The agreement marks a notable shift inside a company long associated with South Korea’s rigid top-down corporate culture and its once-famous resistance to organized labor activity. For decades, Samsung symbolized the traditional structure of the country’s family-controlled conglomerates, known as chaebol, where management maintained tight control over compensation and labor relations.
That model is increasingly being challenged by the economics of the global semiconductor industry.
As demand for AI-related chips accelerates worldwide, competition for highly specialized engineers has intensified across Asia and the United States. Samsung, facing pressure from rivals including Taiwan Semiconductor Manufacturing Co. and SK hynix in advanced memory and foundry technologies, has been forced to expand compensation packages to retain key talent inside its semiconductor divisions.
The tentative 2026 wage deal includes a new “special management performance bonus” funded by 10.5% of semiconductor business profits. The package also includes an average wage increase of 6.2% and a housing loan program worth up to $332,000 for employees.

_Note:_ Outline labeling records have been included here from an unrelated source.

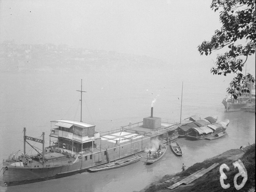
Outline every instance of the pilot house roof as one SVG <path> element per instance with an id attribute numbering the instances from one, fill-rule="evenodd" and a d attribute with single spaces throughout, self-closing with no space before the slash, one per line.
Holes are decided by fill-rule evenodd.
<path id="1" fill-rule="evenodd" d="M 87 123 L 71 120 L 61 120 L 53 121 L 51 122 L 57 122 L 57 123 L 55 124 L 55 125 L 56 126 L 63 127 L 69 128 L 70 128 L 73 125 L 82 128 L 95 127 L 95 125 L 88 124 Z"/>

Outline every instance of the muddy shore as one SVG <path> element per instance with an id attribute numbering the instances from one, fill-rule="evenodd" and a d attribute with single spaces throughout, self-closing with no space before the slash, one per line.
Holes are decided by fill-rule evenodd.
<path id="1" fill-rule="evenodd" d="M 234 168 L 233 163 L 240 159 L 246 169 L 247 179 L 243 187 L 238 191 L 234 184 L 234 177 L 239 172 L 238 169 Z M 213 164 L 218 163 L 219 165 L 202 177 L 188 184 L 182 184 L 173 189 L 167 188 L 178 181 L 185 178 L 191 174 L 204 168 L 206 169 Z M 230 168 L 227 172 L 224 172 L 227 178 L 224 184 L 230 184 L 230 187 L 224 189 L 220 181 L 220 166 L 225 164 Z M 233 149 L 227 151 L 212 158 L 206 159 L 201 163 L 194 164 L 185 171 L 175 175 L 166 175 L 159 180 L 151 184 L 140 192 L 222 192 L 233 191 L 254 192 L 255 185 L 255 145 L 248 146 L 241 149 Z M 241 184 L 244 178 L 239 176 L 237 184 Z"/>

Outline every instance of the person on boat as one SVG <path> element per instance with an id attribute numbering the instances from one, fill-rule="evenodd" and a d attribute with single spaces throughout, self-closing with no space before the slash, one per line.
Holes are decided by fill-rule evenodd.
<path id="1" fill-rule="evenodd" d="M 151 151 L 149 150 L 148 152 L 148 159 L 150 158 L 150 155 L 151 155 Z"/>
<path id="2" fill-rule="evenodd" d="M 158 149 L 157 150 L 157 151 L 161 151 L 161 147 L 162 147 L 162 145 L 159 145 L 159 147 L 158 147 Z"/>
<path id="3" fill-rule="evenodd" d="M 182 167 L 181 169 L 182 169 L 182 171 L 184 171 L 186 170 L 186 166 L 184 164 L 182 164 Z"/>

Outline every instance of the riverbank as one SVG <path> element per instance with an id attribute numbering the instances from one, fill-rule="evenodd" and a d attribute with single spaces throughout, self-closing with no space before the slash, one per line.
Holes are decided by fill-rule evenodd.
<path id="1" fill-rule="evenodd" d="M 235 187 L 234 177 L 239 172 L 238 168 L 234 169 L 233 163 L 238 159 L 241 159 L 247 171 L 247 180 L 244 186 L 239 191 L 253 192 L 255 186 L 255 144 L 247 146 L 241 149 L 233 149 L 227 151 L 212 158 L 206 159 L 202 162 L 194 164 L 186 171 L 175 175 L 166 175 L 159 181 L 152 183 L 140 192 L 207 192 L 225 191 L 229 192 L 238 191 Z M 230 168 L 229 172 L 225 169 L 224 172 L 227 178 L 224 180 L 225 184 L 230 184 L 230 187 L 224 189 L 220 182 L 221 174 L 218 166 L 212 170 L 201 178 L 188 185 L 181 185 L 173 189 L 167 188 L 177 182 L 186 178 L 191 174 L 200 170 L 207 168 L 215 163 L 220 166 L 226 164 Z M 237 180 L 238 185 L 240 184 L 243 178 L 239 176 Z"/>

Market analysts expect Samsung Electronics to generate operating profit of roughly $200 billion this year, largely driven by the global boom in high-bandwidth memory chips used in AI servers. If those projections are realized, roughly $21 billion would be allocated to the new bonus pool.
Employees in Samsung’s memory-chip division, considered the company’s primary earnings engine, could receive combined payouts worth as much as $398,000 this year when existing excess-profit incentives are included. Even loss-making non-memory divisions such as foundry and System LSI operations are expected to receive substantial payouts through a shared semiconductor compensation pool.
The new special bonuses will be distributed entirely in Samsung stock after taxes under company-defined conditions, a structure more commonly associated with Silicon Valley technology firms than with South Korea’s traditionally seniority-based corporate pay systems.
The agreement has also exposed widening internal divisions inside Samsung’s semiconductor operations. While memory-chip employees are benefiting from soaring AI-related demand, workers in foundry and non-memory businesses continue to face profitability challenges after years of heavy investment and mounting competition.
Labor experts in South Korea say the negotiations illustrate how bargaining power is shifting inside the country’s technology sector, particularly among high-income semiconductor engineers whose expertise has become increasingly difficult to replace.
Samsung’s largest union said the agreement represented the best outcome achievable through negotiations and collective action, while emphasizing that the final decision now rests with union members.
The vote will conclude on May 27.
Beyond Samsung itself, the negotiations are increasingly being viewed as a sign of how South Korea’s labor market is evolving under pressure from the global semiconductor economy. A corporate system once dominated by hierarchy, lifetime employment expectations and centralized management is gradually moving toward performance-driven compensation structures shaped by the worldwide competition for advanced technology talent.